La logistique maritime bloque le café péruvien dans les entrepôts

Selon les coopératives péruviennes de café, ce sont 25 000 t de produits qui sont bloqués dans les entrepôts des producteurs en raison du manque de navire.

Dans la balance commerciale péruvienne, le café occupe la première place au niveau des exportations. En 2020, le Pérou a produit 276 000 t de café. Le pays de la côte ouest de l’Amérique du Sud se place en deuxième position des pays exportateurs de café dans le monde, derrière le Mexique.

En attendant des conteneurs

Pour conserver son rang sur le marché, les exportateurs péruviens doivent disposer de capacités. Or, selon une dépêche de Agraria, 25 000 t de café seraient toujours dans les entrepôts et magasins des producteurs en attente de conteneurs pour exporter ses produits. La situation dure maintenant depuis plus de trois mois.

Un coût de 120 M$

Pour le président de Junta Nacional del Cafe, organisation nationale pour le café, Lorenzo del Castillo, l’incapacité à pouvoir exporter du café pèse lourdement sur le monde agricole péruvien. Il estime que ce manque à exporter représente environ 120 M$ de marchandises.

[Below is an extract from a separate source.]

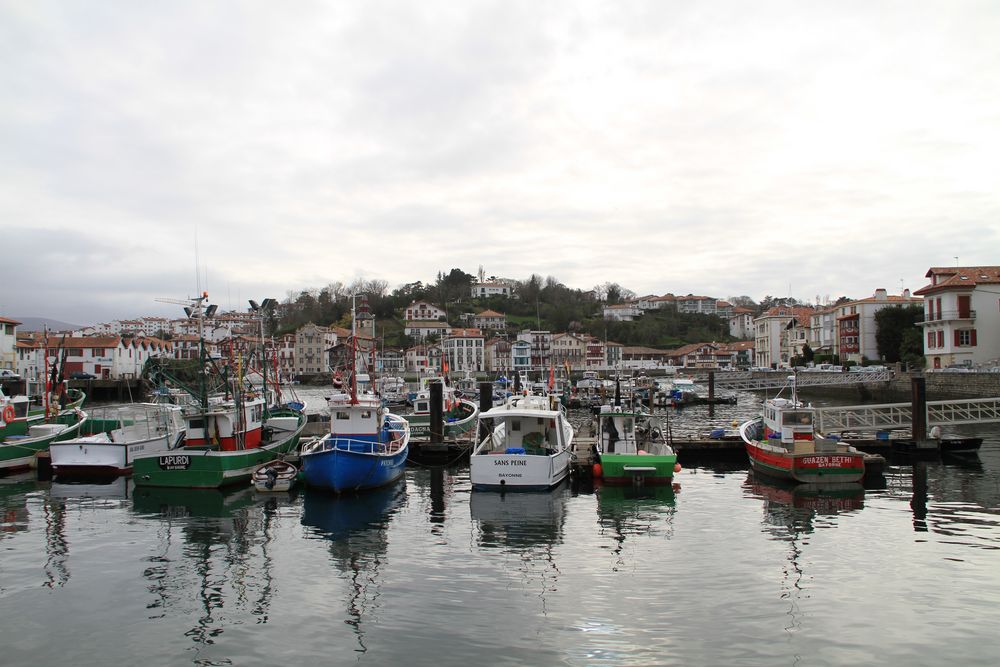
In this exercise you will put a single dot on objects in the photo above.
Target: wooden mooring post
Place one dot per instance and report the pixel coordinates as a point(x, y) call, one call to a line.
point(436, 413)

Pour les petits producteurs, l’absence de capacité à l’export les empêche de disposer de liquidités pour la future production. De plus, le manque de capacité maritime intervient alors que le café enregistre actuellement une hausse de ses prix sur les marchés internationaux.

Les compagnies maritimes préfèrent les lignes à plus fort trafic

Ainsi, selon les chiffres de l’organisation nationale du café, les exportations ont enregistré une baisse de 23,5% pour la période de janvier à août 2021, par rapport à la même période de 2020. En effet, en 2020, ce sont 3,6 millions de sacs de café qui ont été exportés contre moins de 3 millions cette année. « Nous pourrions exporter par les ports de Paita, de Callao et de Guayaquil (Équateur). Les trafics au départ de ces ports maritimes sont faibles alors les compagnies maritimes préfèrent se recentrer sur les routes à fort trafic. Nous avons des lots qui attendent entre un mois et trois mois, ce qui constitue des pertes critiques pour notre industrie », indique le président de la Junta Nacional del Cafe.

L’aérien coûterait trop cher

Pour les exportateurs, une solution existe en utilisant le mode aérien. Or, avec un prix du café élevé sur les marchés internationaux ajouté à des surcoûts logistiques par avion, le café deviendrait trop cher sur les marchés européens et asiatiques.